Publié le mercredi 05 août 2026 dans la rubrique Lyon
Baignade interdite dans la Saône : les jeunes bravent les risques
Lyon, Rhône, Auvergne-Rhône-Alpes. La Saône, qui traverse la métropole, reste théoriquement interdite aux nageurs. Malgré les risques et l’amende, ils sont nombreux à s’y baigner dès que le mercure grimpe. Reportage au bord de l’eau, entre rappels à l’ordre et sauts périlleux.
Un bilan national accablant
Santé publique France a publié un premier bilan des accidents de baignade pour 2026. En deux mois et demi, 925 personnes ont été victimes d’un accident, et 274 y ont laissé la vie. Ces drames surviennent surtout pendant les canicules.
Ces incidents ont principalement touché les départements et régions côtières : 152 en Provence-Alpes-Côte d’Azur, 128 en Nouvelle-Aquitaine, 104 en Occitanie. Mais l’institution alerte sur une hausse des noyades mortelles hors du littoral. En Auvergne-Rhône-Alpes, elles ont doublé, souvent dans des lieux non surveillés et interdits à la baignade.
Une amende qui passe à 68 euros
À Lyon, les spots sauvages ne manquent pas entre Rhône et Saône. Les deux cours d’eau sont navigables ; la baignade y est proscrite. Pour dissuader, les brigades fluviales patrouillent désormais chaque jour. La sanction est passée de 38 à 68 euros, une amende de troisième classe.
En patrouille avec les gendarmes, au nord de Lyon
Du côté de Villefranche-sur-Saône, la brigade fluviale longe les ducs-d’Albe, ces gros pylônes de béton installés le long des berges pour décourager les baigneurs. L’après-midi, l’eau frôle les 25 degrés. Le soleil invite à plonger, mais l’interdit reste absolu. « Il y en a, en espérant qu’ils ne se sauvent pas en nous voyant », souffle l’adjudant-chef François-Xavier Marie.

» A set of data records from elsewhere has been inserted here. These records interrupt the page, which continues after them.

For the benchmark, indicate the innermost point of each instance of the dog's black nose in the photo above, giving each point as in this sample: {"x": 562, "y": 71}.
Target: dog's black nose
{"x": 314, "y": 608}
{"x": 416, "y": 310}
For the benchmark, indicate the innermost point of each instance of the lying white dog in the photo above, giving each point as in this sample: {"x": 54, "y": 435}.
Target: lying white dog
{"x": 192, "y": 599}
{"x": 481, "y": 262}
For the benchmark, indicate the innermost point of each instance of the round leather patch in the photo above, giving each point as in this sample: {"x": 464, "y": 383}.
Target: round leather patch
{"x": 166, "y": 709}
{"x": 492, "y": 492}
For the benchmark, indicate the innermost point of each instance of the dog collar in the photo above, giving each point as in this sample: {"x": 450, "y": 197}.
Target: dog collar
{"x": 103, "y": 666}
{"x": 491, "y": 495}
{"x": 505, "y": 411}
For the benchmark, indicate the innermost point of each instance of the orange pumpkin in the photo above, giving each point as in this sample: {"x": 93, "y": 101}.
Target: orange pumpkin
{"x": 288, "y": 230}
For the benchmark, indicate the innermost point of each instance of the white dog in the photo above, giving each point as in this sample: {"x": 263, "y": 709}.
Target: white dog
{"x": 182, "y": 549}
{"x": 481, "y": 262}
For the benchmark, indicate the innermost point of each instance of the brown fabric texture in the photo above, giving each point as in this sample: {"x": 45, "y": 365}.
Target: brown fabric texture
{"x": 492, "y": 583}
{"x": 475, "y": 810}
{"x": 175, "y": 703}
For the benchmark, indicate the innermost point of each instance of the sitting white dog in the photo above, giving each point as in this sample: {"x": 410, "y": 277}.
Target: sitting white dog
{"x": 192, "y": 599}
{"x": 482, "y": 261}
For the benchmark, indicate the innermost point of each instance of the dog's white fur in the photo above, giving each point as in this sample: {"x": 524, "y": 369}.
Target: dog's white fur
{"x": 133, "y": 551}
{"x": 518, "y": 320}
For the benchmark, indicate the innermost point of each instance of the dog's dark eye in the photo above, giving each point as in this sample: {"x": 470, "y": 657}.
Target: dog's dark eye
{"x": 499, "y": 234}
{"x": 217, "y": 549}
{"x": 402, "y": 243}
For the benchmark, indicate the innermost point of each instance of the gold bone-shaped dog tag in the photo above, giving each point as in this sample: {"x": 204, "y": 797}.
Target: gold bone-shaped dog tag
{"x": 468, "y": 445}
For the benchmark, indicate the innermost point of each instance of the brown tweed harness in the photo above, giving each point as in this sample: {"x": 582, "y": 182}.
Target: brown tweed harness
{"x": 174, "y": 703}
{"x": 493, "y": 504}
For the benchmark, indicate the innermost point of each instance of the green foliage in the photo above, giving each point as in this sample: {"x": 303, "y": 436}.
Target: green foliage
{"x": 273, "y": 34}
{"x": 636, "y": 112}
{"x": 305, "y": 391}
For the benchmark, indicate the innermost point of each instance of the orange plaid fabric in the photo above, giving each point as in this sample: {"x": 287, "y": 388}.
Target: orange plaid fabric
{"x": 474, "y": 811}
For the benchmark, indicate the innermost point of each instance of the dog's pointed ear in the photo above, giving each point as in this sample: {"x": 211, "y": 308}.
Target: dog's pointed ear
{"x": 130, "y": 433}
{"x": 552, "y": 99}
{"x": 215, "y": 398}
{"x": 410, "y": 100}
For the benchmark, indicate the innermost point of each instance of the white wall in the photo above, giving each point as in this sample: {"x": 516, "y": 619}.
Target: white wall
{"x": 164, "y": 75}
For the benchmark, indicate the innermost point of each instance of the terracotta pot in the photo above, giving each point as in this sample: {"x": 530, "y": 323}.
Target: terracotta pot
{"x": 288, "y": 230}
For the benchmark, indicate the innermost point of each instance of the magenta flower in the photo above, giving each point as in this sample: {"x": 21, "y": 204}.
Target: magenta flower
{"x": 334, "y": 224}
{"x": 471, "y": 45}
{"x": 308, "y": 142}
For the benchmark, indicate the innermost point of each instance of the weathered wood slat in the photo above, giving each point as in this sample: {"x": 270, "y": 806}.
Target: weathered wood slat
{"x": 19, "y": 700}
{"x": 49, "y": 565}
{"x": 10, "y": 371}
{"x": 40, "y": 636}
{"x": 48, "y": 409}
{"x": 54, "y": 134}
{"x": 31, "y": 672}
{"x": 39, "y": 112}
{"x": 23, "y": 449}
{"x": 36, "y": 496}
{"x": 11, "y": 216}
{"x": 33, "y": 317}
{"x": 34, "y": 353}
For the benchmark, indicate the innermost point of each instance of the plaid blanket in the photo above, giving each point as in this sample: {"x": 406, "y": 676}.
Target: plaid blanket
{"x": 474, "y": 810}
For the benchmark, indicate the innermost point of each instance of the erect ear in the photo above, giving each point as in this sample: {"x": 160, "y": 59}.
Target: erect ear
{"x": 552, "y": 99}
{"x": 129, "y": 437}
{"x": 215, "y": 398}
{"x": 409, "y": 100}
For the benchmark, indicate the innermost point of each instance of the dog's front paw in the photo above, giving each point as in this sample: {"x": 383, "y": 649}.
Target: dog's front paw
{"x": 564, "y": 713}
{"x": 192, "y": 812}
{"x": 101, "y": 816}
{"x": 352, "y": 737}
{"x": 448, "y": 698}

Soudain, des jeunes se préparent à sauter. L’officier les interpelle : « Vous pouvez vous approcher, les jeunes ? Vous aviez prévu de sauter là ? » Shayne et Sétim sont venus de Lyon en bus. Tim parle d’un dernier saut avant de rebrousser chemin. Les gendarmes leur rappellent ce qui se cache sous l’eau. « Des épaves de voitures », capables de les blesser. Pas le temps de plonger : les deux adolescents font demi-tour.